Sharing images like the below,  of what I am talking about really made people at the Perform Better conference and at the Equinox gym I presented at, appreciate what we are talking about with rotation.

The “spiral line” which comes from Thomas Meyers “Anatomy Trains”, really represents these cross patterns our body uses. Hopefully you see how everything comes from the feet up! So, when people ask me “what muscle do those strength exercises work?”, the answer is A LOT! Meaning, most people don’t think that their left foot can influence their right shoulder, or that a more stable core allows for more mobile hips, that the glutes are driven by the lower leg/foot, and so on. Isn’t it cool that we could make you function better while also training A LOT of different muscles at once? I think so!

DVRT Master, Cory Cripe shows how this concept comes to life in a demo we love to use to bring science into more practical understanding. 

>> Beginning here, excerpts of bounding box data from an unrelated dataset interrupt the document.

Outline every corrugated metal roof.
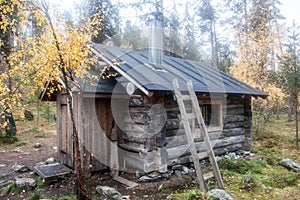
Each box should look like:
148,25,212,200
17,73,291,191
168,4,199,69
93,44,267,97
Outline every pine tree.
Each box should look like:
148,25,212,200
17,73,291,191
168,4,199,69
277,23,300,146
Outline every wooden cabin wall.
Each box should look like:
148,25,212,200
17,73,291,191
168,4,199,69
120,93,251,172
118,95,167,172
56,90,74,168
57,93,117,171
165,94,251,165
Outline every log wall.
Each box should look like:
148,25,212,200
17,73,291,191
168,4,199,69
57,92,252,172
57,92,118,171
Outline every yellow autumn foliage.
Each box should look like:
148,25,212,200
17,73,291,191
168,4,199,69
0,0,101,125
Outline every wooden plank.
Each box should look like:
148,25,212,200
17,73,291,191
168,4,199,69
187,80,224,189
204,171,215,181
113,176,139,189
173,79,206,192
181,95,191,101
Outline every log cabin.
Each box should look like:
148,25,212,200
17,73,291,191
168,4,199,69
41,44,267,173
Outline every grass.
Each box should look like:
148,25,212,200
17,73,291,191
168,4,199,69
158,118,300,200
220,116,300,200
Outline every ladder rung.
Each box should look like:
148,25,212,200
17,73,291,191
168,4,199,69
203,171,215,181
181,95,191,101
198,152,208,160
186,113,196,119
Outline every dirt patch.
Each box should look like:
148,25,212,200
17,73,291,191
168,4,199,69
0,123,202,200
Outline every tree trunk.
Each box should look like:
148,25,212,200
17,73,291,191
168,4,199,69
65,91,90,200
276,99,279,120
295,97,299,147
287,98,292,121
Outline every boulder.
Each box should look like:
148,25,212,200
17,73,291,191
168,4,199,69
12,164,30,173
207,189,233,200
24,110,34,121
33,143,42,149
279,158,300,172
96,186,122,200
45,157,55,164
16,177,36,188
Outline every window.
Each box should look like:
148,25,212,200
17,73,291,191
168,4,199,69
200,104,220,126
199,100,223,131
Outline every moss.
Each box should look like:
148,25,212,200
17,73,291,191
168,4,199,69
219,158,267,174
0,135,19,145
28,192,44,200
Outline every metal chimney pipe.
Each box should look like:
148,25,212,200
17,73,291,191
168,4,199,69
149,12,163,69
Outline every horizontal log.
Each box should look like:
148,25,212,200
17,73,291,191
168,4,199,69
125,152,156,173
167,136,245,160
129,106,146,114
223,128,245,137
165,119,181,130
211,135,245,148
123,113,147,124
224,115,245,123
129,98,145,107
122,123,147,133
168,143,243,166
121,132,149,144
166,131,223,148
166,129,185,137
226,106,244,115
119,143,148,153
214,143,243,155
223,122,245,129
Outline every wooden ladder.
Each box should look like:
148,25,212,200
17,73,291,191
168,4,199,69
173,79,224,192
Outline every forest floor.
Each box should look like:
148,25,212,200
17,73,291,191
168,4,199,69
0,119,300,200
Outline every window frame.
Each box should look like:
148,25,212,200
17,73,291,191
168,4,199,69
198,97,223,132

The question then becomes how do we teach these concepts as progressions. Many people really misunderstand rotation as I showed this slide this weekend…

strength exercises

Now, I’m not criticizing people here, but want to help clarify concepts. In the picture on the far left you see the person has something wrapped around their torso. If you look carefully, you can see the rear foot isn’t really rotating. Intent is most important and when we put something like that strap around people’s bodies they tend to want to use the trunk to rotate which is a mistake as renown physical therapist, Shirley Sahrmann explains..”during most daily activities, the primary role of the abdominal muscles is to provide isometric support and limit the degree of rotation of the trunk…A large percentage of low back problems occur because the abdominal muscles are not maintaining tight control over the rotation between the pelvis and the spine at the L5- S1 level. “

That means we want force to come from the ground up while keeping the torso rather still. This is challenging at first because that means our lower body is mobile and our upper body is trying to be stable. In most familiar gym exercises, such concepts are never even thought about! I break it down in the video below…

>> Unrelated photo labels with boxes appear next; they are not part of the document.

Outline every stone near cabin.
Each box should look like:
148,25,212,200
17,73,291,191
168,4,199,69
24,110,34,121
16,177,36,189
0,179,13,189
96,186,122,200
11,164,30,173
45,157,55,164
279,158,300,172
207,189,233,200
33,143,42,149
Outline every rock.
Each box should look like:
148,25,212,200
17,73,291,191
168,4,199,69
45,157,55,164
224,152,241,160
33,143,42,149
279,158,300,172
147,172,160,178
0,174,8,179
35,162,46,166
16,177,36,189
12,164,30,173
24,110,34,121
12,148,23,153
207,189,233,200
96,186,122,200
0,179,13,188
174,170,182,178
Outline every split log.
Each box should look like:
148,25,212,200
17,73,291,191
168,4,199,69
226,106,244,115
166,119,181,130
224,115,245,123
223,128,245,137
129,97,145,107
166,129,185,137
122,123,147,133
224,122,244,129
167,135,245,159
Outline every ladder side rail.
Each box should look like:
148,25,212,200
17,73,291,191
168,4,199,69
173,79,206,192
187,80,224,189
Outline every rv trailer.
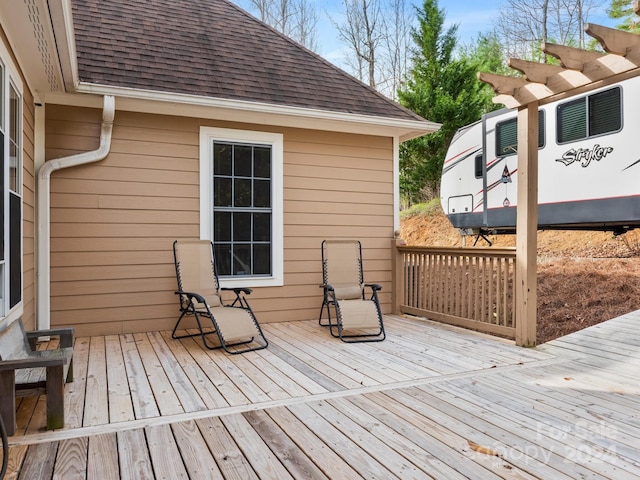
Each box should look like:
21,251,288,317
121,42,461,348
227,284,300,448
440,77,640,235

In the second picture, people often call this “resisting rotation”. Now, it is true, resisting rotation is really key, which is why large muscles like your lats and obliques are shaped like a fan. That means they produce and resist force at the same time. However, if you look carefully and think about what is happening, the individual is actually isometrically trying to CREATE rotation. That is VERY different, as to hold the stick against the wall he has to be pushing into the stick rather than trying to resisting force.

Resisting rotation can be seen in foundational strength exercises like our DVRT dead bugs below…

Drills like our bird dog progression and plank drags…

To more dynamic drills like Robin Paget shows here…

Then we get to the HIGHEST level of strength exercises that teach how to resist rotation in our MAX drills (multiple axis). This requires our lumbar area and below to be stable, while our thoracic spine is mobile. Why the Ultimate Sandbag is so important here is how we teach HOW to accomplish such a really advanced level of strength and movement. Later this week we continue to break down rotational training and how we build greater success. When you see all the thought that goes into building such great movement and strength exercises you realize why it is a big part of our DVRT education. We want to train the body as it was designed to function!